Bryan Pendleton (JIRA) wrote:
Optimizer performance slowdown from 10.1 to 10.2
------------------------------------------------
Just some quick comments based on my first (rather quick) reading of the
description:
- the optimizer changes in 10.2 seem to have given the optimizer many
more choices of possible query plans to consider. I think this means
that, if the optimizer does not time out, it will spend substantially
more time optimizing because there are more choices to evaluate. Does
this by itself mean that the optimizer will take 2.5 times longer in
10.2 than it did in 10.1?
Not necessarily "will", but "could", yes. Take as an example the following
discussion, copied from the html document attached to DERBY-781:
<begin copy>
select <...> from t1, v1 where v1.xxx = t1.yyy ...
where v1 is a view that consitutes a large, non-flattenable subquery taking 100
units of time per "decorated" permutation to optimize, while t1 takes 1 unit of
time per "decorated" permutation to optimize. Assume there's an index on T1.
Prior to the changes for DERBY-781, the optimization may have gone something
like this:
* Try join order {t1, v1}. We'd have two permutations of T1 (table scan
and index scan) and a single permutation (nested loop join) for v1, giving
optimize time of 2 + 100 = 102.
* Try join order {v1, t1}. We'd have a single permutation of V1 (nested
loop join) and four permutations for T1 (table scan w/ nested loop, table scan
w/ hash, index w/ nested loop, index w/ hash), giving optimize time of 4 + 100 =
104.
* Total optimize time: 102 + 104 = 206.
With the changes for DERBY-781, though, the optimization would be:
* Try join order {t1, v1}. We'd have two permutations of T1 (table scan
and index scan) and *two* permutations for v1 (nested loop join and hash join),
giving optimize time of 2 + 200 = *202*.
* Try join order {v1, t1}. We'd have a single permutation of V1 (nested
loop join) and four permutations for T1 (table scan w/ nested loop, table scan
w/ hash, index w/ nested loop, index w/ hash), giving optimize time of 4 + 100 =
104.
* Total optimize time: 202 + 104 = 306.
So the total time it takes to optimize the query in this case jumps from 206
units to 306 units--i.e. almost 50%. If the subquery is fairly simple, this
additional compilation time will be fairly negligible; but if it's a large
and/or complicated subquery, the time to compile can grow significantly.
<end copy>
So in short, one unfortunate side effect of having the optimizer consider hash
joins with subqueries is that we spend more time optimizing.

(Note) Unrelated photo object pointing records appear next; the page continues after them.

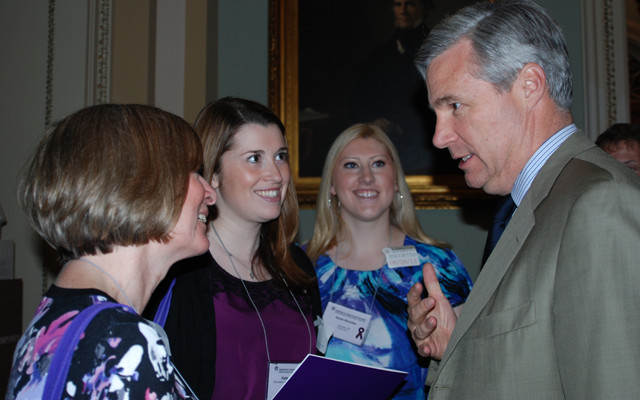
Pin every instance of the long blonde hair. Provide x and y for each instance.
(328, 221)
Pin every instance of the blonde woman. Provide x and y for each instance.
(364, 206)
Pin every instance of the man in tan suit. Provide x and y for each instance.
(555, 313)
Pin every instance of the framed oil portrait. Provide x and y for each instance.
(334, 63)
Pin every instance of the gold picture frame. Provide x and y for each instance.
(428, 191)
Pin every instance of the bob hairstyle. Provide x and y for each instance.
(328, 221)
(109, 175)
(217, 125)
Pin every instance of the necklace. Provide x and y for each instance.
(264, 330)
(241, 263)
(114, 281)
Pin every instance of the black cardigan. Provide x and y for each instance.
(194, 353)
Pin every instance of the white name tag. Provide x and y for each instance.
(349, 325)
(325, 331)
(404, 256)
(279, 373)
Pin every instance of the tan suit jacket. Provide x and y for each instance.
(555, 313)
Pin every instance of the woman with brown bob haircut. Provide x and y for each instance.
(250, 302)
(115, 190)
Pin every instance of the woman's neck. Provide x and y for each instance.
(128, 266)
(360, 247)
(239, 240)
(229, 240)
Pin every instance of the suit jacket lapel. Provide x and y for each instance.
(513, 237)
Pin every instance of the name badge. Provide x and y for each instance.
(349, 325)
(403, 256)
(279, 373)
(325, 331)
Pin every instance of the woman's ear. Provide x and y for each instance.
(215, 182)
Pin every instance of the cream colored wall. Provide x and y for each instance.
(23, 51)
(195, 89)
(132, 57)
(130, 52)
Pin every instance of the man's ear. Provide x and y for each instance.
(534, 83)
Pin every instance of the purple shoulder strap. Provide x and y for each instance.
(61, 361)
(163, 308)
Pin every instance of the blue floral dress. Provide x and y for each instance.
(388, 343)
(119, 356)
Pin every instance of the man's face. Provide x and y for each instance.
(407, 12)
(627, 153)
(481, 127)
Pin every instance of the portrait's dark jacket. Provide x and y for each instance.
(194, 349)
(389, 86)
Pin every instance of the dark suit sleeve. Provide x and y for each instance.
(596, 296)
(191, 326)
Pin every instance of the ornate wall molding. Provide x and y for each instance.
(605, 64)
(99, 52)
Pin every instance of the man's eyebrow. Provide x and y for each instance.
(444, 100)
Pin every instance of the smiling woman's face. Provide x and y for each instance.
(254, 175)
(364, 181)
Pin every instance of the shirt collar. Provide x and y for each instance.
(535, 163)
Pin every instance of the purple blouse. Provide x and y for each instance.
(241, 356)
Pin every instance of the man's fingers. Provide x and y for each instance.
(414, 295)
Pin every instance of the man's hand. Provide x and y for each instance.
(431, 320)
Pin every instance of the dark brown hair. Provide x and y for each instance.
(109, 175)
(217, 124)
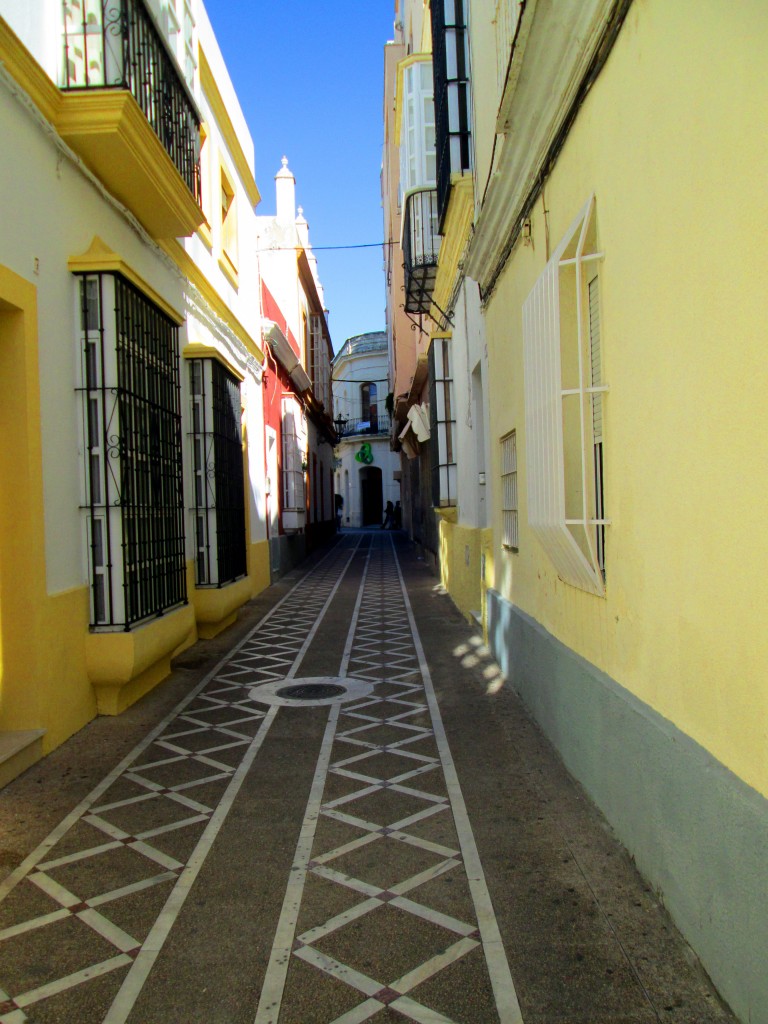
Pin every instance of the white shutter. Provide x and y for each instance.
(597, 398)
(544, 423)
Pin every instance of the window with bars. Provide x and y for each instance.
(218, 513)
(442, 423)
(228, 220)
(509, 491)
(370, 407)
(320, 360)
(132, 445)
(564, 408)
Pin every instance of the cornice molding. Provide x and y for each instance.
(195, 275)
(555, 48)
(100, 258)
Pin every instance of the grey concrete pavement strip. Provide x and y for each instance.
(383, 646)
(271, 991)
(36, 867)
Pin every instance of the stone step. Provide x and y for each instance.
(18, 751)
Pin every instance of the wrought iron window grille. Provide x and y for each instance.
(421, 246)
(219, 512)
(451, 68)
(115, 44)
(441, 424)
(132, 445)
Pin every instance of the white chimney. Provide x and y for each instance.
(285, 188)
(303, 228)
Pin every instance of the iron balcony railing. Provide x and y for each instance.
(452, 100)
(421, 246)
(352, 426)
(114, 44)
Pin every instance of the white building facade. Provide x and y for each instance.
(368, 473)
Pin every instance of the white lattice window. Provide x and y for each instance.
(418, 162)
(564, 409)
(294, 455)
(509, 489)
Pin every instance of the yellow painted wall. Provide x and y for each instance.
(672, 140)
(43, 683)
(461, 548)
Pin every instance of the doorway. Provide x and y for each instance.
(372, 502)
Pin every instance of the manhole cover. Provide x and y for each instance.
(310, 691)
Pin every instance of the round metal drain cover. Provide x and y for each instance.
(311, 691)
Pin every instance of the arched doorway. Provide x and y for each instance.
(372, 505)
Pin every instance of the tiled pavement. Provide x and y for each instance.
(402, 846)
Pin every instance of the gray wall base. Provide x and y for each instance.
(697, 833)
(286, 551)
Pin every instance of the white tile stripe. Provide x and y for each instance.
(166, 921)
(50, 841)
(501, 979)
(274, 979)
(134, 981)
(144, 962)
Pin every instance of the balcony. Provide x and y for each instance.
(359, 425)
(421, 246)
(128, 114)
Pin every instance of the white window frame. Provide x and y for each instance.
(510, 516)
(570, 543)
(443, 425)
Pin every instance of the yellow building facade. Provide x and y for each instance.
(105, 228)
(619, 203)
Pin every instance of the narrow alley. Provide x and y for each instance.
(337, 811)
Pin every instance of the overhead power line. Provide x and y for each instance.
(314, 249)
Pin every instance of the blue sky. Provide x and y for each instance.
(309, 79)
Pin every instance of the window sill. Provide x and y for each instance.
(229, 270)
(205, 236)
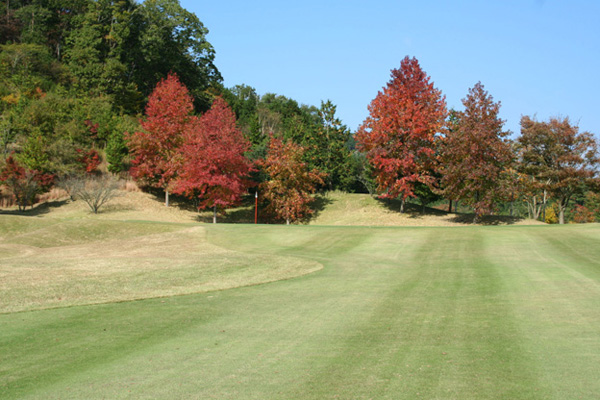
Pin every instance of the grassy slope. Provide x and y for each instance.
(397, 313)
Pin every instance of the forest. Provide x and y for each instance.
(96, 89)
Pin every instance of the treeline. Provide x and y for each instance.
(76, 77)
(421, 150)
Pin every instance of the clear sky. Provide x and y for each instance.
(537, 57)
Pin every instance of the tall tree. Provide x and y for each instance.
(157, 147)
(559, 159)
(400, 132)
(174, 39)
(214, 168)
(327, 147)
(290, 183)
(476, 153)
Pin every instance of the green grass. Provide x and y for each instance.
(396, 313)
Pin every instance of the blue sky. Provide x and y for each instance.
(538, 57)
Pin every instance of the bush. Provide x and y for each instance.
(551, 217)
(97, 191)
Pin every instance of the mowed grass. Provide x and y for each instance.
(46, 263)
(396, 313)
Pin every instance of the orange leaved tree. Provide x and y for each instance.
(157, 148)
(214, 168)
(290, 183)
(399, 135)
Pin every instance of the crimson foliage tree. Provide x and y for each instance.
(157, 148)
(400, 132)
(476, 155)
(290, 183)
(24, 183)
(214, 168)
(559, 159)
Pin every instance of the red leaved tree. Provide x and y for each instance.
(400, 132)
(290, 183)
(476, 155)
(24, 184)
(156, 149)
(214, 168)
(559, 159)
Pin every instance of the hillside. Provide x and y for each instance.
(333, 208)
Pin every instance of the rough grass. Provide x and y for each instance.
(56, 263)
(397, 313)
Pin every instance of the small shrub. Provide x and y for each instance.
(96, 192)
(551, 217)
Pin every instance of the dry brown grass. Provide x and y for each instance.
(174, 260)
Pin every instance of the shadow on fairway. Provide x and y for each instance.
(37, 209)
(417, 211)
(468, 219)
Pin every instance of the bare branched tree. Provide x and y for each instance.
(98, 191)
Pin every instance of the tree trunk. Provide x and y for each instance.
(561, 215)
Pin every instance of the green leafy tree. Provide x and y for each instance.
(399, 135)
(290, 184)
(156, 149)
(173, 39)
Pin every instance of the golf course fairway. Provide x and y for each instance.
(509, 312)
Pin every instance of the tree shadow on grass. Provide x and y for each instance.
(489, 220)
(37, 209)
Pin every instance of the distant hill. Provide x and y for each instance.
(332, 208)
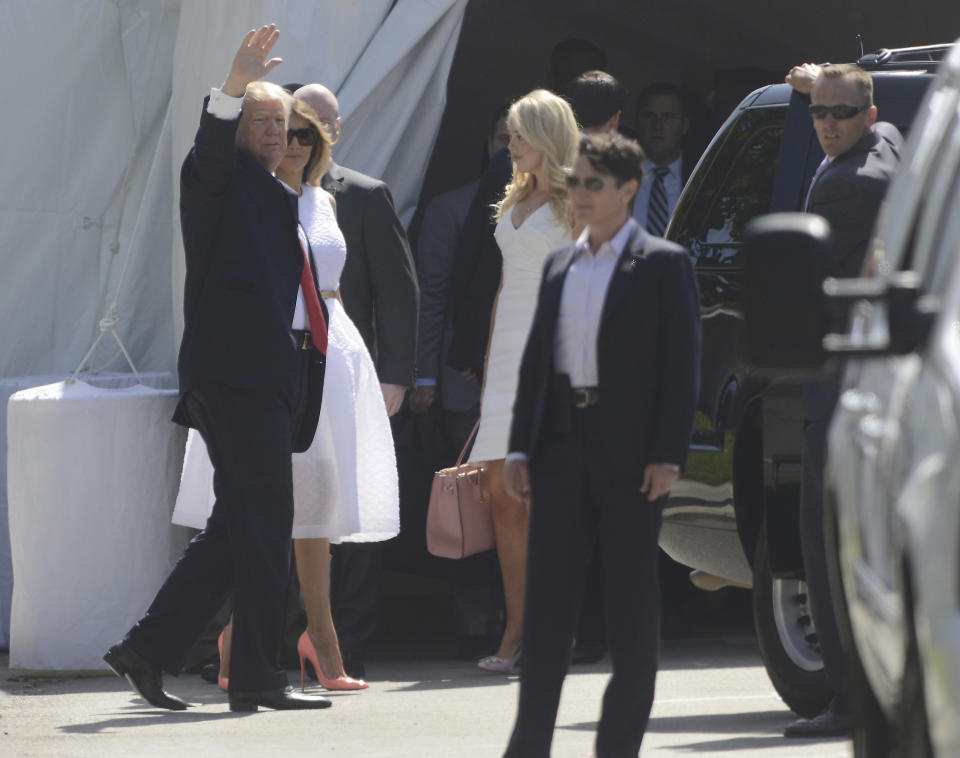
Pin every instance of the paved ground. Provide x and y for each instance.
(713, 699)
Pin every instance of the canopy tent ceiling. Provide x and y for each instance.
(505, 51)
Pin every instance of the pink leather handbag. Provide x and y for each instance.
(459, 523)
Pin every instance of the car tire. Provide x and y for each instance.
(786, 637)
(870, 731)
(913, 730)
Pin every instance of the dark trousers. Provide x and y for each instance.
(355, 595)
(815, 558)
(244, 551)
(579, 500)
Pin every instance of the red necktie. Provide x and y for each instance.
(318, 324)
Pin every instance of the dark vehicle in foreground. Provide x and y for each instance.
(735, 513)
(892, 478)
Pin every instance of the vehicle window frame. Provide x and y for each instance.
(697, 205)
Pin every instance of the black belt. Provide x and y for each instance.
(302, 339)
(584, 397)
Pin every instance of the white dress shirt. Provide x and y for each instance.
(581, 306)
(226, 107)
(581, 309)
(672, 184)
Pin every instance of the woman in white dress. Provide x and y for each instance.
(345, 485)
(533, 219)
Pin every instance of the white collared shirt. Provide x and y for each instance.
(581, 306)
(672, 183)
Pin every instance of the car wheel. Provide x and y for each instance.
(870, 731)
(786, 637)
(913, 732)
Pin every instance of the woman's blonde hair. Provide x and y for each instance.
(320, 152)
(547, 123)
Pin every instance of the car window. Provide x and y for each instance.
(730, 184)
(942, 201)
(906, 204)
(748, 187)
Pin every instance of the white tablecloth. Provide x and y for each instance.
(92, 475)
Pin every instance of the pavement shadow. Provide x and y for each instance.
(139, 718)
(468, 682)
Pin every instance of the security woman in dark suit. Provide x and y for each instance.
(601, 425)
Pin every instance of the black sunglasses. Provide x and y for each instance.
(305, 136)
(839, 112)
(591, 183)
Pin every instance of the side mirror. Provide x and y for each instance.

This is typically
worth it because the optimizer can find a better plan--but as you have
discovered, this can also make things worse for queries that have relatively
small execution times.
- something about this query seems to make the costing mechanism go
haywire, and produce extreme costs. While stepping through the
optimization of this query in the debugger I have seen it compute
costs like 1e63 and 1e200. This might be very closely related to
DERBY-1905, although I don't think I'm doing any subqueries here.
But maybe I'm misunderstanding the term "subquery" in DERBY-1905.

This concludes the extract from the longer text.